OK breaktime… je vous quitte pour un tibou… de temps, ptit bout de rien… mais le temps ? il passe comme du vent…

je m’en vais mais je vais quand même vous proposer des chroniques une fois de temps en temps… des chroniques puisées dans ce blogue et qui possiblement se ramasseront dans le recueil sur lequel je veux travailler pendant l’été…

alors je me condamne à arrêter d’écrire, un peu de force et un peu par fatigue… un peu pour rafraîchir la créativité… mais beaucoup pour aller jouer dehors et marcher des centaines de kilomètres avec mes deux amis, mes deux pieds…

allez… je vous souhaite un mai de toutes les couleurs… et un été plein de bonheur…

vague à l’âme & bizzi bizzi

397800_369508306486613_741285245_ncent-vingt-sixième pop-up /// 7/5/13

traduction maison : je suis forte parce que j’ai été faible… je suis brave parce que j’ai eu peur… je suis sage parce que j’ai été insouciante…
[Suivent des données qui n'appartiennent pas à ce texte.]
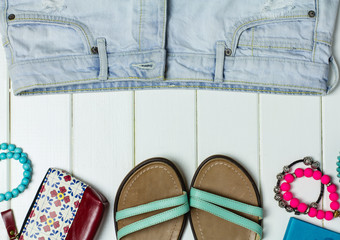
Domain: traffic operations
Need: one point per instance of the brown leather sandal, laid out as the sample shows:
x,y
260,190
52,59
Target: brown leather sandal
x,y
225,202
151,203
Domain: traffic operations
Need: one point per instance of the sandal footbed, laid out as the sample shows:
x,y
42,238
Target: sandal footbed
x,y
152,180
223,176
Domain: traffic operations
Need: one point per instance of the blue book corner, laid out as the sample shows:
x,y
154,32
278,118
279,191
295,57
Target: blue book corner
x,y
300,230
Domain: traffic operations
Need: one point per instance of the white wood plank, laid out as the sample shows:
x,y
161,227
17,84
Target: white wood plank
x,y
166,127
103,145
290,130
331,133
41,126
228,125
4,110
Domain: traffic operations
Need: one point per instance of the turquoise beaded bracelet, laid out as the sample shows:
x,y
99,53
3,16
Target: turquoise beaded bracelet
x,y
338,169
17,154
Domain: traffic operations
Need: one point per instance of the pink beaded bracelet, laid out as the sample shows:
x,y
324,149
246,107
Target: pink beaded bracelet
x,y
286,199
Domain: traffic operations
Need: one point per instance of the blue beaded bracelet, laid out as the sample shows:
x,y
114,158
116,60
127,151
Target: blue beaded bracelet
x,y
17,154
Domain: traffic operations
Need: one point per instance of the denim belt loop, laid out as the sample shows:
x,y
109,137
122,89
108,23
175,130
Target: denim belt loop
x,y
219,65
101,44
335,69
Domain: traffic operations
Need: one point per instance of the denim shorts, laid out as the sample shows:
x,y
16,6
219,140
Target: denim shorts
x,y
266,46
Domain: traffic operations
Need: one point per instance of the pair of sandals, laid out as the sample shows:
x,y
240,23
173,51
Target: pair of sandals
x,y
224,202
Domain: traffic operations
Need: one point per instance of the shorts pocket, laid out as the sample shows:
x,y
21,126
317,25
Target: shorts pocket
x,y
38,36
291,39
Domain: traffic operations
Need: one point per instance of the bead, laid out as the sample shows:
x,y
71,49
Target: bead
x,y
294,203
25,181
317,175
279,176
308,172
282,204
289,209
320,215
278,197
312,212
9,155
4,146
8,196
22,160
334,197
11,147
289,178
329,215
314,205
315,165
308,161
299,172
285,187
26,166
302,207
335,206
277,189
332,188
286,169
27,174
18,150
17,154
288,196
15,192
325,179
21,188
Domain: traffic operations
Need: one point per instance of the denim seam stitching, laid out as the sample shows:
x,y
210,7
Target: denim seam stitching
x,y
58,21
252,41
221,88
254,83
226,81
7,36
140,23
277,42
82,80
164,23
316,28
290,48
323,41
263,19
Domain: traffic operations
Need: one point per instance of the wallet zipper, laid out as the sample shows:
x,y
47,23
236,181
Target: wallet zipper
x,y
32,205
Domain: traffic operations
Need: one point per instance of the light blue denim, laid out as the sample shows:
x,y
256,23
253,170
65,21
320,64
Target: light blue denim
x,y
266,46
nous sommes tout ce que nous sommes… nous ne sommes que ce que nous sommes… et son contraire… ou pas… et vice-versa… et bla bla bla… et tralala…
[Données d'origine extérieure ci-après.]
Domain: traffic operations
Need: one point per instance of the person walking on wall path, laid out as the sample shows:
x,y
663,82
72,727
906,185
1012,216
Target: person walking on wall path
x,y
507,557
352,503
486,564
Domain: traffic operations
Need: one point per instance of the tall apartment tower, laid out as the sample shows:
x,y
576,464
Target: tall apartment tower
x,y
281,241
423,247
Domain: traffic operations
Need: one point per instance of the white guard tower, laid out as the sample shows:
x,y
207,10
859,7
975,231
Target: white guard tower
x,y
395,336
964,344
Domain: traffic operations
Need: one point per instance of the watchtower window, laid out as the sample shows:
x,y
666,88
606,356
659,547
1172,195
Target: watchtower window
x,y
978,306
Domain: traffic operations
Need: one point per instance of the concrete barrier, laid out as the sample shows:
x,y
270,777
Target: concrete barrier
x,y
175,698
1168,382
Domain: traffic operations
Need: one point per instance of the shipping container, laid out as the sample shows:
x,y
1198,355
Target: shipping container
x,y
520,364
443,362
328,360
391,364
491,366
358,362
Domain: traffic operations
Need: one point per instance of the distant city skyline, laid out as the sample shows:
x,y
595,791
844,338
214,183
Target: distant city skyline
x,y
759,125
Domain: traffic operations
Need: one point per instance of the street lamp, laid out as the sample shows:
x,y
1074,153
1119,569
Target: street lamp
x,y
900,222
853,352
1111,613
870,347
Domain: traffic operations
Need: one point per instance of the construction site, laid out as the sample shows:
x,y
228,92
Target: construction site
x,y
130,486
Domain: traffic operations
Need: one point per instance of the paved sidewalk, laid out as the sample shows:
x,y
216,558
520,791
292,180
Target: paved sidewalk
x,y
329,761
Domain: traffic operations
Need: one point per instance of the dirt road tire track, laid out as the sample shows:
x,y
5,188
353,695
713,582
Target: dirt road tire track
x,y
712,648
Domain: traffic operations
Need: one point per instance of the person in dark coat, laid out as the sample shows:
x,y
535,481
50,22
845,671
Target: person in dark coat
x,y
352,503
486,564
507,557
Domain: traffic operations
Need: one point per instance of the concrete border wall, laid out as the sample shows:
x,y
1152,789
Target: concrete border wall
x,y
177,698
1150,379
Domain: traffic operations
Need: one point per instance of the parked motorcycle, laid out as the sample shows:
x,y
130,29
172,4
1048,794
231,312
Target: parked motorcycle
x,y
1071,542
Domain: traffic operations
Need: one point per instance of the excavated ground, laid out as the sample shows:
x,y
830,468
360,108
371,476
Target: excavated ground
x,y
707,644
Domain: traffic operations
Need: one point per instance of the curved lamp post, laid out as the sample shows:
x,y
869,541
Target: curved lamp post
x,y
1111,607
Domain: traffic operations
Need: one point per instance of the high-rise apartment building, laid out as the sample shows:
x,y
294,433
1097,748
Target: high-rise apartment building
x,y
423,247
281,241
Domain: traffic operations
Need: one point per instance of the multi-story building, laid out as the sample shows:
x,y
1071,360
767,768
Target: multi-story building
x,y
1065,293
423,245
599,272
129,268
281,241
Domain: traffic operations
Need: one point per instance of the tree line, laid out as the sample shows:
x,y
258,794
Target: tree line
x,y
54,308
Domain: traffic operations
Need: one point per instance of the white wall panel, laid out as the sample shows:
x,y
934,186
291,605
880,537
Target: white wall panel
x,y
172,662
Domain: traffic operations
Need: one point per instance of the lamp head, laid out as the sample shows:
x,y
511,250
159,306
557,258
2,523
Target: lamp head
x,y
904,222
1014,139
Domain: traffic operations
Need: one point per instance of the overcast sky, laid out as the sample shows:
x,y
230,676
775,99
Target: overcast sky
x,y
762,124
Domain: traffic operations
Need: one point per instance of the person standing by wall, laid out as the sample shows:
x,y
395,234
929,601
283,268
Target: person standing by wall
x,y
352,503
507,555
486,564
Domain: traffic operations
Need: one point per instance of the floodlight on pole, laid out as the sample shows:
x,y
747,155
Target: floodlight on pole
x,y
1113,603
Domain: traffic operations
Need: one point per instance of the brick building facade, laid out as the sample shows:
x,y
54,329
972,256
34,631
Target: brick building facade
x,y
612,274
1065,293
nous sommes la vie, mais nous sommes aussi simultanément la mort… la mort du corps, jamais de l’âme… l’âme est éternel… l’âme est un ptit bout du grand tout logé dans un corps pendant un bout de temps pour apprendre quelque chose de particulier… nous sommes l’âme… ça sent l’âme…

notre âme est vagabonde, elle vague et abonde, elle divague, elle a le vague à l’âme… abondamment… notre âme surf sur la vie comme nous sur le net… notre âme est virtuelle, notre âme est réelle… nous sommes âme, mais corps aussi… nous sommes forts… forts parce que faibles jadis, braves car peureux déjà, sages et insouciants…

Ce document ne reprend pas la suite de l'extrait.